Wechselt ein Patient oder eine Patientin, dem oder der vorher bereits medizinisches Cannabis verschrieben wurde, den behandelnden Arzt oder Ärztin, wird eine neue Genehmigung fällig. Es ist demnach ratsam, Patienten:innen nicht ohne weiteres eine neue Verordnung auszustellen, sondern immer zunächst die Genehmigung der Krankenkasse einzuholen.

Im Fall von medizinischen Cannabis-Arzneimitteln ist zusätzlich darauf zu achten, dass hier eine Verordnung auf einem Betäubungsmittelrezept erfolgen muss. Problematisch ist hier, dass ein solches Rezept nach Ausstellung nur 7 Tage gültig ist.

Was passiert, wenn die Krankenkasse die Genehmigungsfrist verstreichen lässt?

Den Krankenkassen wird grujndsätzlich eine Frist von 3 Wochen eingeräumt, um über einen Genehmigungsantrag zu entscheiden (§ 13 Abs. 3a S. 1 SGB V). Abweichend davon sieht das Gesetz vor, dass bei einer ambulanten Palliativversorgung eine verkürzte Frist von 3 Tagen gilt, binnen derer über den Antrag zu entscheiden ist.

Gut zu wissen: Diese verkürzte Frist dient der nahtlosen Versorgung nach stationären Aufenthalten der Patienten:innen im ambulanten Bereich. Dies soll eine bessere sektorenübergreifende Versorgung gewährleisten. Davon umfasst sind ebenfalls Verordnungen, die im Rahmen eines Entlassungsmanagements (im Sinne des § 39 Abs. 1a SGB V) ausgestellt werden.

Lässt die Krankenkasse die Genehmigungsfrist verstreichen und informiert sie die Patienten:innen nicht rechtzeitig über diese Verzögerung, so wird die Genehmigung aus rechtlicher Sicht fingiert. Das bedeutet, dass die Genehmigung zunächst als erteilt gilt, obwohl formell keine Genehmigung durch die Krankenkasse vorliegt.

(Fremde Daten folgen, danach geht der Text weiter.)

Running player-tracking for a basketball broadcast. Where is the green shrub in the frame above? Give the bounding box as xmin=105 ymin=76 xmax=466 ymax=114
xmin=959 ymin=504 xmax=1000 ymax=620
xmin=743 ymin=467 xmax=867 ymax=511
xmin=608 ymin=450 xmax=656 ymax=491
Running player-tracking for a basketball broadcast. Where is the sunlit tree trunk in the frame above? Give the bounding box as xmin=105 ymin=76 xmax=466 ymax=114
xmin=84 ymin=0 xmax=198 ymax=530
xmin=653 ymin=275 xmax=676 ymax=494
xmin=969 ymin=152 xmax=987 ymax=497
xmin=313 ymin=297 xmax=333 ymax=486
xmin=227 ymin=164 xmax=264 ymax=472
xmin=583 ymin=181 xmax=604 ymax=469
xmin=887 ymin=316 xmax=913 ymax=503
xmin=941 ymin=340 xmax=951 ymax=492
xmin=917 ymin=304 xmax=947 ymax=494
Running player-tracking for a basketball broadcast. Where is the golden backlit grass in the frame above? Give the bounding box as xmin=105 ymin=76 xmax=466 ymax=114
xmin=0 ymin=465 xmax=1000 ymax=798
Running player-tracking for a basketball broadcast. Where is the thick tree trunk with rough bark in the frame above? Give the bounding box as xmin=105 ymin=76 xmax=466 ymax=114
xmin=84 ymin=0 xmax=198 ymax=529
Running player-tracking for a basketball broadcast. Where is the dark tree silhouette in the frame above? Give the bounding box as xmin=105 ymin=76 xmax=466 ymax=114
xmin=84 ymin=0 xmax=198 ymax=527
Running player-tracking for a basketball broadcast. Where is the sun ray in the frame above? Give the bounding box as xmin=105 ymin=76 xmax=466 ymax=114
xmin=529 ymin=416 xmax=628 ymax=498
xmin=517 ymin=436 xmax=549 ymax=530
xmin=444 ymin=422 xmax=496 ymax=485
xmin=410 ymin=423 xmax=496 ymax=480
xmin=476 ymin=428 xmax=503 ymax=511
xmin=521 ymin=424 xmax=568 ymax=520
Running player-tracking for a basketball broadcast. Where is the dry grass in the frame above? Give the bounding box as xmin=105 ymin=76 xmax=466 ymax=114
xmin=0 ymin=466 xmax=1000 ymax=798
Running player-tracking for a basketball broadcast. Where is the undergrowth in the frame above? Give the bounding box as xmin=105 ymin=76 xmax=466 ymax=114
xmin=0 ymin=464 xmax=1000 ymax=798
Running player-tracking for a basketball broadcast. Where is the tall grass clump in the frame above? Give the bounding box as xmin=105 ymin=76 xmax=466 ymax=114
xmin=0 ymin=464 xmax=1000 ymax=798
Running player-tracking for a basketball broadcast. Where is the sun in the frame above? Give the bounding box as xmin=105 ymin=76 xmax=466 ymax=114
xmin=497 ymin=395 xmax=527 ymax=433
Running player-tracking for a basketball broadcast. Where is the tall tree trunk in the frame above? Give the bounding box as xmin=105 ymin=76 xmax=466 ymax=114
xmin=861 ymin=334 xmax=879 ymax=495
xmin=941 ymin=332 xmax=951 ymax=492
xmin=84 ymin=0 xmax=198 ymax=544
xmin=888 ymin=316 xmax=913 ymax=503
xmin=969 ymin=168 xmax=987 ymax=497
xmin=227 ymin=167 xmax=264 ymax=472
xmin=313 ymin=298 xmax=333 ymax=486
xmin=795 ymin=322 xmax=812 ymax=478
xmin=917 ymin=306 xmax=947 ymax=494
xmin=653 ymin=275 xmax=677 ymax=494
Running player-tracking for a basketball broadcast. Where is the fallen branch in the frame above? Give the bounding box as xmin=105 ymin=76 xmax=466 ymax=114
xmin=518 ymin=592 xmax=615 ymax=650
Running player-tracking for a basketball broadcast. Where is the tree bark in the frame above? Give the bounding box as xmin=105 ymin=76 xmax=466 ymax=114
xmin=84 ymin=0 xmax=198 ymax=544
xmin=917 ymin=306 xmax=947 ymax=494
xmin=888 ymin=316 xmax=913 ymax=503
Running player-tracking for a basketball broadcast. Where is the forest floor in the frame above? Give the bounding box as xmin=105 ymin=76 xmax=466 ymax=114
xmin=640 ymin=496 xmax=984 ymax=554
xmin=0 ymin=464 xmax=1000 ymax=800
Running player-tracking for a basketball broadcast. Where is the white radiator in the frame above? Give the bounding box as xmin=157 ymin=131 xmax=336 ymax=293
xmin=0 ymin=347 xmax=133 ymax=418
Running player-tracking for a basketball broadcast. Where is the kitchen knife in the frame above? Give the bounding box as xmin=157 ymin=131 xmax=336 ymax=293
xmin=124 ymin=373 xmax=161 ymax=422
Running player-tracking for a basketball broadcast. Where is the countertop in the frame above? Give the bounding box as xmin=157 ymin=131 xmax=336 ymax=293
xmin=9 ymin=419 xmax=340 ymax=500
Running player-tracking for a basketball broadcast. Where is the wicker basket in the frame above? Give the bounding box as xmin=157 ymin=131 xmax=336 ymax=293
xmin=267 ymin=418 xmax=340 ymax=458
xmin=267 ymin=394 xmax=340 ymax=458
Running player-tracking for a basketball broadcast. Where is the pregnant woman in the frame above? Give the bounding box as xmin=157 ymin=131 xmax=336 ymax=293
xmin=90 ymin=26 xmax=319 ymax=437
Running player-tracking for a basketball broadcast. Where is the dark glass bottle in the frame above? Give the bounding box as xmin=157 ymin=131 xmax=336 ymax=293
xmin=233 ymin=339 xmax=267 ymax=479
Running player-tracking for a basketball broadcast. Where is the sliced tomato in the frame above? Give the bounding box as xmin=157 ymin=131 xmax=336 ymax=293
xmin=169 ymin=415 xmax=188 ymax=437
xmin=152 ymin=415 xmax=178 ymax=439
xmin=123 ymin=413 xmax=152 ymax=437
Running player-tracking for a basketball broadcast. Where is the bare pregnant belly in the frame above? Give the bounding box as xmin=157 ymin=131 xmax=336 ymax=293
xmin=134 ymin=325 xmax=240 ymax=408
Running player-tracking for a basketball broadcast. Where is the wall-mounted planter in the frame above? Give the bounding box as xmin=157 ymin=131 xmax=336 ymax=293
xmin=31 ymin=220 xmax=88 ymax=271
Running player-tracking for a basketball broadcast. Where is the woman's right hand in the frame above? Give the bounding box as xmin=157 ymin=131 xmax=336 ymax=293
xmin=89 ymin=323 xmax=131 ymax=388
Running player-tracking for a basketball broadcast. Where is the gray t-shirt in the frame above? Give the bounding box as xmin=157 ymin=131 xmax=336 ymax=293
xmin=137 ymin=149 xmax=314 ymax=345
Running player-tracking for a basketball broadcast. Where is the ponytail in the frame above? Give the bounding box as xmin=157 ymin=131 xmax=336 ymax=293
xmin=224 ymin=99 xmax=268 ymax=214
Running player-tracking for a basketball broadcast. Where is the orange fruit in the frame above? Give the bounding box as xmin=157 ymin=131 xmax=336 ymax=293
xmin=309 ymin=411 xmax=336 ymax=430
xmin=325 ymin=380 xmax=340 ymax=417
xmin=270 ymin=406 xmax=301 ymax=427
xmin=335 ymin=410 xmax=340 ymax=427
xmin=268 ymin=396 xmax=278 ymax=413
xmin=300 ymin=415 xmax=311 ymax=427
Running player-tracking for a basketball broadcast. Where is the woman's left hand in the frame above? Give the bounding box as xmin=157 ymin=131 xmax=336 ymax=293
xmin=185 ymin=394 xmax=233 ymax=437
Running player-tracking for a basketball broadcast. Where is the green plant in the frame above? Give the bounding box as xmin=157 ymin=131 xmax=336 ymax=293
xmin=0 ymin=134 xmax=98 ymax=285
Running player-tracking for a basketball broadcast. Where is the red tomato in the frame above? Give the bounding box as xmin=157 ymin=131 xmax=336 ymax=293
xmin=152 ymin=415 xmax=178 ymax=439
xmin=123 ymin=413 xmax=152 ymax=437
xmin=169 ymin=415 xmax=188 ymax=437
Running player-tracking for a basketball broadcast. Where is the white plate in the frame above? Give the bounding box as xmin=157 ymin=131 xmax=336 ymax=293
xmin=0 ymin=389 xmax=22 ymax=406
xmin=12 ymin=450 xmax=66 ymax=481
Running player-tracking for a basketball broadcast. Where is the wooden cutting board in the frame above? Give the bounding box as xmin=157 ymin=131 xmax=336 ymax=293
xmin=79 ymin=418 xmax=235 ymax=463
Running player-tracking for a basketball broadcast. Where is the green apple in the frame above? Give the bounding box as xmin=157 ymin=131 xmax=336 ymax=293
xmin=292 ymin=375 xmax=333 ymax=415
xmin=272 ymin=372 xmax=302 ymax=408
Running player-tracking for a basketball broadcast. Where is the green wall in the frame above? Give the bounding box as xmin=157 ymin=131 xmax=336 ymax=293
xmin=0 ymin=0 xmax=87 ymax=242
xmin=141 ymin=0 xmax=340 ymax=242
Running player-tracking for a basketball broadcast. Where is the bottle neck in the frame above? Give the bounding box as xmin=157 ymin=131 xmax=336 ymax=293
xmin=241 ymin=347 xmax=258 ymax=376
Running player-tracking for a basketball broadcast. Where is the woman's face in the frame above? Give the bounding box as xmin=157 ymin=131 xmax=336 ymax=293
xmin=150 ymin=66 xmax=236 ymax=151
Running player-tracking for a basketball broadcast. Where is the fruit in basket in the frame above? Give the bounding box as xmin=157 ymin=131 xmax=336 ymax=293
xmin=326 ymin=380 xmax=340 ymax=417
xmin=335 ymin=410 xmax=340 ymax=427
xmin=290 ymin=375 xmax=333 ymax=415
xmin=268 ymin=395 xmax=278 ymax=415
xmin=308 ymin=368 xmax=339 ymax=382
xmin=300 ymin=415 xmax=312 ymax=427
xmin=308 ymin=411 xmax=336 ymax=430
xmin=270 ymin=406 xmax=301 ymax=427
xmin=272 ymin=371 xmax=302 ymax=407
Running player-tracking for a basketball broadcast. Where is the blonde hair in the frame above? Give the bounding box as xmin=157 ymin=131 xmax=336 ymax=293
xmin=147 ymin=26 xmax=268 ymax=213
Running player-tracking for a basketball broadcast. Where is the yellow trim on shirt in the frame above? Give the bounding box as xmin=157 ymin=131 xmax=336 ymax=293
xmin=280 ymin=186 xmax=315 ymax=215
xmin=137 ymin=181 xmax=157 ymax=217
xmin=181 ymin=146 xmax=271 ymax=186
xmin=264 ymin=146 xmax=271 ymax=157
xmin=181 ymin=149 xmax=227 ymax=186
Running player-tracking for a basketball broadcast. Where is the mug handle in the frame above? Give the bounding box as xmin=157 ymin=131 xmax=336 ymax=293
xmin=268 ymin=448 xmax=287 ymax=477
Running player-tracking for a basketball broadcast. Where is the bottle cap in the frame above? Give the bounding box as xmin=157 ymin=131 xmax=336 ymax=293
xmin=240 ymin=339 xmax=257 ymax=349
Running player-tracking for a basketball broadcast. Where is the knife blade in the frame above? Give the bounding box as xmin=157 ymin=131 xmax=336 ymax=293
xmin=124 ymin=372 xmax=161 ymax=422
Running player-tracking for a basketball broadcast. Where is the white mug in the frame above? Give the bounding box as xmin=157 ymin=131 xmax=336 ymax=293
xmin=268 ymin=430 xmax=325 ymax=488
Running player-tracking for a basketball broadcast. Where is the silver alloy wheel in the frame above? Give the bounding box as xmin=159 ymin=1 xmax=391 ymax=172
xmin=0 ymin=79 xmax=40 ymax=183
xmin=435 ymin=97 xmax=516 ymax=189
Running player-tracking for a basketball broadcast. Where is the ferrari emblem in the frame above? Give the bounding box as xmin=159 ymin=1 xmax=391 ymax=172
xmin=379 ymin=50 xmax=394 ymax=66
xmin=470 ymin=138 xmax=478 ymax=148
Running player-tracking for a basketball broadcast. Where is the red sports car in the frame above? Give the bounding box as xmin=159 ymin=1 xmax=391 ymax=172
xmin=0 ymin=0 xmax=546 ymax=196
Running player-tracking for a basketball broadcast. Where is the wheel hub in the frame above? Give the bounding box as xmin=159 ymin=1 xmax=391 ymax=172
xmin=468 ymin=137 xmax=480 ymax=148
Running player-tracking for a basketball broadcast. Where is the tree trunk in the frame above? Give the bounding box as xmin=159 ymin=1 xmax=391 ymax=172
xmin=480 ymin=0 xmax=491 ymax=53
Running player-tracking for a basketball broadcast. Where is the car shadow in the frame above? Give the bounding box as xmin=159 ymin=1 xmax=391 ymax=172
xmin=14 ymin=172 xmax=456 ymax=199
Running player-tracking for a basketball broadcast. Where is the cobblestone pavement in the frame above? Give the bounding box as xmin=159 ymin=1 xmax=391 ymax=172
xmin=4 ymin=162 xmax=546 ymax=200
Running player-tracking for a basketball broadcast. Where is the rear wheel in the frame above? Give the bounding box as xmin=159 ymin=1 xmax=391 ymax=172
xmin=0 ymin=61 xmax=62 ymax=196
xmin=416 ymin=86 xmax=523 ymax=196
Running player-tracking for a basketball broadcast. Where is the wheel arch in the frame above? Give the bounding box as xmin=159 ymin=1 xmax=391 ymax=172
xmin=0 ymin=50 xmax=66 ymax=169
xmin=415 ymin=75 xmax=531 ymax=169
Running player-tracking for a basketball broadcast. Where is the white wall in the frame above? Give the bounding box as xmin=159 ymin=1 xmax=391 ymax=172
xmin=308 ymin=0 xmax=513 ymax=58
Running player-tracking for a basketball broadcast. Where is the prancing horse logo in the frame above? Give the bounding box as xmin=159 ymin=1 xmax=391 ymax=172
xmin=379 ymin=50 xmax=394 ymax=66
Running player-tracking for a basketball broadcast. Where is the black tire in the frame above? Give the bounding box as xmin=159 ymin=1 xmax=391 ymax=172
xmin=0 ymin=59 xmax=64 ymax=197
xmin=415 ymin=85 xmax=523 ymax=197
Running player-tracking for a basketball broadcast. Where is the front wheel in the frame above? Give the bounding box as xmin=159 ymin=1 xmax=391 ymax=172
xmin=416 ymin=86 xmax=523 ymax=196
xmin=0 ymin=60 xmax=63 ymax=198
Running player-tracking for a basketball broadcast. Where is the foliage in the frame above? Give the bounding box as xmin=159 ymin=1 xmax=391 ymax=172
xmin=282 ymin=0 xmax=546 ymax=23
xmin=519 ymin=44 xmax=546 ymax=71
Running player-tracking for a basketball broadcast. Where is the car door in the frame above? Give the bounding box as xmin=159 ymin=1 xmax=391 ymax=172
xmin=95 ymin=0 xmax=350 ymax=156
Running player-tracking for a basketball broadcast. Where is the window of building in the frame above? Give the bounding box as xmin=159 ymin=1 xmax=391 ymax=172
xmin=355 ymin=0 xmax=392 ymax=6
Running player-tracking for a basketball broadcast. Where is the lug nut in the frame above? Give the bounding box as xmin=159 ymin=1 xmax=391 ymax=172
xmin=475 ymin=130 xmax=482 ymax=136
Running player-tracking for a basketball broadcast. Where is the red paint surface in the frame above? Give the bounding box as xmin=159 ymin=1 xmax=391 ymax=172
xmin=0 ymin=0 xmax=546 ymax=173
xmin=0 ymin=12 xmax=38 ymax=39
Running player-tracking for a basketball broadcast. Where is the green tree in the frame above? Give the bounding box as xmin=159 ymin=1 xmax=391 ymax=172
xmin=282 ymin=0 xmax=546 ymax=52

Klartext: Durch eine fingierte Genehmigung können die Patienten:innen einen Kostenerstattungsanspruch gegen die Krankenkasse erhalten. Hierzu bedarf es jedoch eines (fiktionsfähigen) Antrages durch die betroffenen Patienten:innen.

Fazit

Vertragsärzte:innen sollten bei der Verschreibung von medizinischem Cannabis jederzeit zunächst eine Genehmigung der Krankenkasse einholen – auch wenn das Berufsethos in einigen Fällen etwas anderes verlangt. Ein Verzicht auf die Genehmigung kann für Ärzte:innen große wirtschaftliche Einbußen zur Folge haben, wenn ein Regressbescheid erlassen wird.

Zwar wird die Genehmigung in den meisten Fällen von den Krankenkassen erteilt. Jedoch besteht kein Spielraum für die Krankenkassen, auf einen Regress zu verzichten. Vielmehr sind sie dazu verpflichtet, einen Regressantrag zu stellen.

Ärzte:innen ist daher zu raten, in jedem Fall zunächst die Verordnung bei der Krankenkasse vorzulegen, bevor eine solche an die Patienten:innen ausgehändigt wird.